Now the binary can be referenced as @pkl_macos//:pkl.

Creating the toolchain

A toolchain is just a rule that returns a ToolchainInfo provider.

toolchains.bzl:

def _pkl_toolchain_impl(ctx):
    return [platform_common.ToolchainInfo(
        pkl_binary = ctx.executable.pkl_binary,
    )]

pkl_toolchain = rule(
    implementation = _pkl_toolchain_impl,
    attrs = {
        "pkl_binary": attr.label(
            executable = True,
            cfg = "exec",
            allow_files = True,
            mandatory = True,
        ),
    },
)

The important part is cfg = "exec", which ensures the binary runs on the execution platform.

registering the toolchain

In BUILD.bazel:

load("//:toolchains.bzl", "pkl_toolchain")

toolchain_type(
    name = "pkl_toolchain_type",
    visibility = ["//visibility:public"],
)

pkl_toolchain(
    name = "pkl_toolchain_macos_impl",
    pkl_binary = "@pkl_macos//:pkl",
)

toolchain(
    name = "pkl_toolchain_macos",
    toolchain = ":pkl_toolchain_macos_impl",
    toolchain_type = ":pkl_toolchain_type",
    exec_compatible_with = ["@platforms//os:macos"],
    target_compatible_with = ["@platforms//os:macos"],
)

To register the toolchain we need to modify our MODULE.bazel:

register_toolchains("//:pkl_toolchain")

Using the toolchain in a rule

Now we can write pkl_library.

Create rules.bzl:

def _pkl_library_impl(ctx):
    toolchain = ctx.toolchains["//:pkl_toolchain_type"]
    binary = toolchain.pkl_binary

    compiled_files = []
    for src in ctx.files.srcs:
        compiled_file_name = src.basename.replace(".pkl", ".json")
        compiled_file = ctx.actions.declare_file(compiled_file_name)

        ctx.actions.run(
            executable = binary,
            tools = [binary],
            inputs = [src],
            outputs = [compiled_file],
            arguments = [
                "eval",
                src.path,
                "--format",
                "json",
                "-o",
                compiled_file.path,
            ],
            mnemonic = "PKLCompile",
        )

        compiled_files.append(compiled_file)
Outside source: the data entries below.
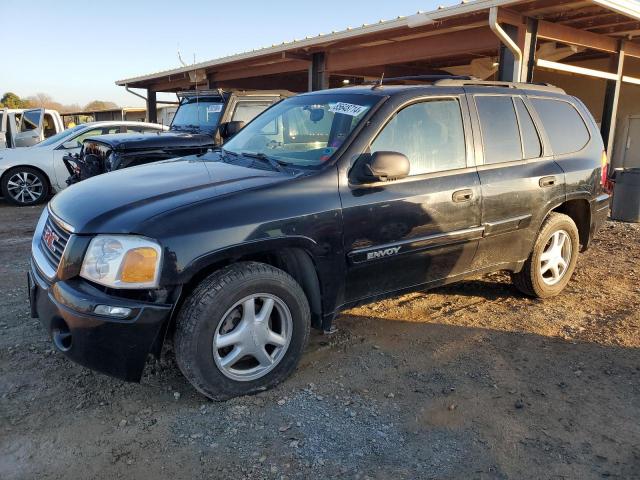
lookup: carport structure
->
[116,0,640,166]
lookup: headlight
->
[80,235,162,288]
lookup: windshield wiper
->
[240,152,286,172]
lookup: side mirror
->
[223,120,245,138]
[62,140,80,150]
[357,152,410,183]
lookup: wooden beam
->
[538,20,619,53]
[624,42,640,58]
[147,90,158,123]
[498,8,526,27]
[212,60,309,82]
[326,27,499,72]
[282,52,311,62]
[600,41,625,158]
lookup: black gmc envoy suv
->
[29,79,609,400]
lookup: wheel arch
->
[176,237,323,328]
[545,198,591,251]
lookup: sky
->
[0,0,444,106]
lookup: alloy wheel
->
[540,230,572,285]
[7,172,44,203]
[213,293,293,382]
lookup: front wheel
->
[0,167,49,207]
[512,212,579,298]
[175,262,310,400]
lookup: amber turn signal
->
[120,247,158,283]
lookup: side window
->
[43,113,56,138]
[20,110,40,132]
[513,97,542,160]
[371,98,466,175]
[475,95,522,164]
[231,101,271,123]
[531,98,591,155]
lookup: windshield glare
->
[171,98,224,130]
[34,125,87,147]
[224,94,380,167]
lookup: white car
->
[0,121,167,206]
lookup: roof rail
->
[363,74,476,87]
[434,78,566,93]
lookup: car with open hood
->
[0,121,167,207]
[64,89,292,185]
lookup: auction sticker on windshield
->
[329,102,368,117]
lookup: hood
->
[50,154,291,234]
[91,131,214,151]
[0,146,36,171]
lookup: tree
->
[84,100,118,112]
[27,93,63,110]
[0,92,31,108]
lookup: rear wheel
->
[512,212,579,298]
[0,167,49,207]
[175,262,310,400]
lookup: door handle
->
[538,177,556,188]
[451,188,473,203]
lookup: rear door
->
[469,93,565,269]
[14,108,44,147]
[340,95,482,302]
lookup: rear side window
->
[475,95,522,164]
[531,98,590,155]
[371,98,466,175]
[513,97,542,160]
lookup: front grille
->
[40,216,71,269]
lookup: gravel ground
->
[0,203,640,480]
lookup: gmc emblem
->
[42,225,60,253]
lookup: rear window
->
[531,98,591,155]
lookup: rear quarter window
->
[531,98,591,155]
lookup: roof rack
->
[363,74,476,88]
[434,78,566,93]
    return [DefaultInfo(files = depset(compiled_files))]

pkl_library = rule(
    implementation = _pkl_library_impl,
    attrs = {
        "srcs": attr.label_list(
            allow_files = [".pkl"],
            mandatory = True,
        ),
    },
    toolchains = ["//:pkl_toolchain_type"],
)

The rule never knows which concrete PKL binary is being used — it only sees the resolved toolchain.
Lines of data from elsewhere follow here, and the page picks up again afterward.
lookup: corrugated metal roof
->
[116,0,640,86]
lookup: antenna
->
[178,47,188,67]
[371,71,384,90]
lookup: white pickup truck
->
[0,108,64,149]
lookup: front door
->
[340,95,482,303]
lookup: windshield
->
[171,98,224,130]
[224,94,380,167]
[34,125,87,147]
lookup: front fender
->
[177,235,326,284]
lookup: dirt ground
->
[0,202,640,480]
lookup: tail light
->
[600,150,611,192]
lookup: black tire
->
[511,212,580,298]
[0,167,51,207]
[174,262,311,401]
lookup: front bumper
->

NOTE: Here instead of writing a for loop that creates new action per file is a decision that we need to make on a case by case basis. Sometimes it can be faster to run multiple actions in parallel than invoking a tool once and giving it a list of files to process. It heavily depends on the tool itself and shows us how bazel can be powerful in these scenarios.

Final thoughts

This was a practical look at repository rules, module extensions, toolchains, and how they fit together.

Toolchains are one of Bazel’s most powerful features. Once you start writing rules that depend on real tools (compilers, linters, generators), this pattern becomes unavoidable.

This marks the completion of my second article where I try to give real world examples of using bazel’s various features.